2CH3OH + 3O2 ==> 2CO2 + 4H2O
DHrxn = (n*DHfproducts) - (n*DHfreactants).
Look up delta Hf for CO2 and H2O and CH3OH, substitute into the equation I gave you above and calculate delta H for the reaction.
DHrxn = (n*DHfproducts) - (n*DHfreactants).
Look up delta Hf for CO2 and H2O and CH3OH, substitute into the equation I gave you above and calculate delta H for the reaction.
The balanced chemical equation for the combustion of methanol is:
CH3OH(l) + 1.5O2(g) → CO2(g) + 2H2O(l)
Step 1: Find the enthalpy change (ΔH) of the combustion reaction using the enthalpy of formation:
ΔH = ΣnΔHf°(products) - ΣnΔHf°(reactants)
Where:
- ΣnΔHf°(products) is the sum of the enthalpies of formation of the products, multiplied by their stoichiometric coefficients.
- ΣnΔHf°(reactants) is the sum of the enthalpies of formation of the reactants, multiplied by their stoichiometric coefficients.
Step 2: Substitute the enthalpies of formation for the reactants and products into the equation:
ΔH = [ΔHf°(CO2) + 2ΔHf°(H2O)] - [ΔHf°(CH3OH) + 1.5ΔHf°(O2)]
Step 3: Look up the enthalpies of formation from a reliable source.

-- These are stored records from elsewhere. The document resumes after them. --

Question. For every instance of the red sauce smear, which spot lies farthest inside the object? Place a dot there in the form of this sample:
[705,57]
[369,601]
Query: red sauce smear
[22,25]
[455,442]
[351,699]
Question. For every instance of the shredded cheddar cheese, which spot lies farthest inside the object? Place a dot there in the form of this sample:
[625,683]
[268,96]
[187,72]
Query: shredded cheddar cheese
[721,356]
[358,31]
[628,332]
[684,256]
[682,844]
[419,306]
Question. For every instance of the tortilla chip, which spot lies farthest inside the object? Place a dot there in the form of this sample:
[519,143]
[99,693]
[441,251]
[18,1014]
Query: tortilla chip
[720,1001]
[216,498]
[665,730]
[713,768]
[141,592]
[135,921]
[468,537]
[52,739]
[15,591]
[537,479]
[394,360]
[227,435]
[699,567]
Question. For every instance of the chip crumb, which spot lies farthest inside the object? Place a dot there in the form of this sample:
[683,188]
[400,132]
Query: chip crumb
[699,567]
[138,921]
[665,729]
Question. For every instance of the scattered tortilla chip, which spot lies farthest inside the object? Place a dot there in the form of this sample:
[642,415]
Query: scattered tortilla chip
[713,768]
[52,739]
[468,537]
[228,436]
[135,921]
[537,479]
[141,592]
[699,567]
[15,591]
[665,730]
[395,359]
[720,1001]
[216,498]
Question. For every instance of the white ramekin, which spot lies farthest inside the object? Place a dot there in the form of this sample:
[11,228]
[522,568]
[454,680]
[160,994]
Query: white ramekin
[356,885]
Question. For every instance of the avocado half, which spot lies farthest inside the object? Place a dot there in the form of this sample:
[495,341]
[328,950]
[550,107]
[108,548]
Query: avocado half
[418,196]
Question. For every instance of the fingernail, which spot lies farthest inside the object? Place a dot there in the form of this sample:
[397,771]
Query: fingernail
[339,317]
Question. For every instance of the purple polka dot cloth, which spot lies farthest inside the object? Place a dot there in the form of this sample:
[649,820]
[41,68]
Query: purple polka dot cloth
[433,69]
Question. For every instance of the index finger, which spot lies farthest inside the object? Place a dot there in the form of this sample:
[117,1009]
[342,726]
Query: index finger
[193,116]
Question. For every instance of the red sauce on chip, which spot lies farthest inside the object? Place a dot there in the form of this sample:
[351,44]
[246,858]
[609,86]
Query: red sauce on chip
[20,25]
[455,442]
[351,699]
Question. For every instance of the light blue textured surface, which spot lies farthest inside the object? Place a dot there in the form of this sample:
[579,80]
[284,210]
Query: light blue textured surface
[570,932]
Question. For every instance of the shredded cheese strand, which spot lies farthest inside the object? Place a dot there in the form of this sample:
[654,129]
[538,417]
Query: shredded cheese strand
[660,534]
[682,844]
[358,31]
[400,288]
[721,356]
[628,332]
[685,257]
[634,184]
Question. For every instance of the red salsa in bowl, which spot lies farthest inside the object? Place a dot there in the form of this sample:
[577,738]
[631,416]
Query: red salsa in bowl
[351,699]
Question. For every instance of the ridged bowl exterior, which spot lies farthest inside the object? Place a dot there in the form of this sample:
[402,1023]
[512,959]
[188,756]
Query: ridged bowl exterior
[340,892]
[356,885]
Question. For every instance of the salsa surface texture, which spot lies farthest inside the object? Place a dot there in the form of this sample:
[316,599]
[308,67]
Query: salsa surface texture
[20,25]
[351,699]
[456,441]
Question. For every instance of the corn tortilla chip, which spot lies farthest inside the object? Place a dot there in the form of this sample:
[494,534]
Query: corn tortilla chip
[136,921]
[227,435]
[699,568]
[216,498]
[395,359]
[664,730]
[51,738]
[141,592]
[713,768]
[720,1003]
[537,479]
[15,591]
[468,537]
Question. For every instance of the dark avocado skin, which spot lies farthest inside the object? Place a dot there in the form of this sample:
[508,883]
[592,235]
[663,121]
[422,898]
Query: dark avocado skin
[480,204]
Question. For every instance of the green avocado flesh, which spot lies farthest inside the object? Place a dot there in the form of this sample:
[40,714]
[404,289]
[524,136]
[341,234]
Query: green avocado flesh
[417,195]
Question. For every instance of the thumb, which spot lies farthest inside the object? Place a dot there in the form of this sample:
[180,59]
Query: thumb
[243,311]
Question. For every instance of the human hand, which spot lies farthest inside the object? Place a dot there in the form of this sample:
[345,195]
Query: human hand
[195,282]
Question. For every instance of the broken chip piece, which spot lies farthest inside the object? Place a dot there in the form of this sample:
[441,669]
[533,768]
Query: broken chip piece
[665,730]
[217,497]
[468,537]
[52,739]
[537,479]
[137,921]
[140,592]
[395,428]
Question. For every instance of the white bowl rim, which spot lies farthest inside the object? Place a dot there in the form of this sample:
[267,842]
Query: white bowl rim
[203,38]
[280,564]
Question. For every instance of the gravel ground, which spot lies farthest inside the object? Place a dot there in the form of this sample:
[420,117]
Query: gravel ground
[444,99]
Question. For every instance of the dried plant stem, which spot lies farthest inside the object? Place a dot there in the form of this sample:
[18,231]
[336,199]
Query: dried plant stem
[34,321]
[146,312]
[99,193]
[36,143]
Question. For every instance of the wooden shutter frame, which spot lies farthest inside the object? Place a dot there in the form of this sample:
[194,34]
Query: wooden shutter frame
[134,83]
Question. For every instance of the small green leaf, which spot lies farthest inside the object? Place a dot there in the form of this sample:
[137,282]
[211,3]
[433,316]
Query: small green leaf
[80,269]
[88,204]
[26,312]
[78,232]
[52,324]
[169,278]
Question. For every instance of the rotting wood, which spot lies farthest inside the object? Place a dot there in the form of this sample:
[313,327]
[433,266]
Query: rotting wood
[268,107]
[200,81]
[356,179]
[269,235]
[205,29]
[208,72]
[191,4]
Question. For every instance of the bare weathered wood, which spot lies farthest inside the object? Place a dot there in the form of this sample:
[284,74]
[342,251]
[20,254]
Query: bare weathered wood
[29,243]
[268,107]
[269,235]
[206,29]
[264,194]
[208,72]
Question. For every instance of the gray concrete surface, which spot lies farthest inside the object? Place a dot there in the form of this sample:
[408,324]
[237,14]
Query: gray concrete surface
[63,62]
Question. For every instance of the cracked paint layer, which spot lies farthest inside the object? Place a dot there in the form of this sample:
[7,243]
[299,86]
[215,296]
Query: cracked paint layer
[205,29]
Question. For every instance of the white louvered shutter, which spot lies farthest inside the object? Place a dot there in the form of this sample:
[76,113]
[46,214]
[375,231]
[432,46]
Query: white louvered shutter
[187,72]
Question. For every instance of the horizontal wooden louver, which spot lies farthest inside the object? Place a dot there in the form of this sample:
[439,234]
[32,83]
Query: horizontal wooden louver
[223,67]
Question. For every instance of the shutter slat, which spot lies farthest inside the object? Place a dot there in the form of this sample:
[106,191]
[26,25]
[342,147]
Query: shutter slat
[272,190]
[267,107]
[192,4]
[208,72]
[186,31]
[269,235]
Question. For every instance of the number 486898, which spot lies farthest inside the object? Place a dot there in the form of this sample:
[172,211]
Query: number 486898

The standard enthalpies of formation for methanol (CH3OH), carbon dioxide (CO2), water (H2O), and oxygen (O2) are as follows:
ΔHf°(CH3OH) = -201 kJ/mol
ΔHf°(CO2) = -394 kJ/mol
ΔHf°(H2O) = -286 kJ/mol
ΔHf°(O2) = 0 kJ/mol
Step 4: Plug in the values into the equation:
ΔH = [ (-394 kJ/mol) + 2(-286 kJ/mol) ] - [ (-201 kJ/mol) + 1.5(0 kJ/mol) ]
ΔH = [ -976 kJ/mol ] - [ -201 kJ/mol ]
ΔH = -775 kJ/mol
Therefore, the enthalpy of combustion of methanol (CH3OH) is -775 kJ/mol. The negative sign indicates that the reaction is exothermic, meaning it releases heat energy.
The general combustion equation for methanol can be written as:
CH3OH + O2 -> CO2 + H2O
Now, let's look up the enthalpy of formation values for each compound involved in the equation. The enthalpy of formation (ΔHf) represents the energy change when one mole of a compound is formed from its constituent elements in their standard states at a given temperature and pressure.
The enthalpy of formation values we need are:
ΔHf(CH3OH) = -238.6 kJ/mol (methanol)
ΔHf(CO2) = -393.5 kJ/mol (carbon dioxide)
ΔHf(H2O) = -285.8 kJ/mol (water)
Next, we can calculate the enthalpy of combustion (ΔHcomb) by using the difference in enthalpy of formation between the reactants and products:
ΔHcomb = Σ(ΔHf(products)) - Σ(ΔHf(reactants))
Substituting the values, we get:
ΔHcomb = [ΔHf(CO2) + ΔHf(H2O)] - ΔHf(CH3OH)
ΔHcomb = (-393.5 kJ/mol + -285.8 kJ/mol) - (-238.6 kJ/mol)
To find the actual value, we can perform the calculation:
ΔHcomb = -679.3 kJ/mol + 238.6 kJ/mol
ΔHcomb = -440.7 kJ/mol
Therefore, the enthalpy of combustion of methanol (CH3OH) is approximately -440.7 kJ/mol.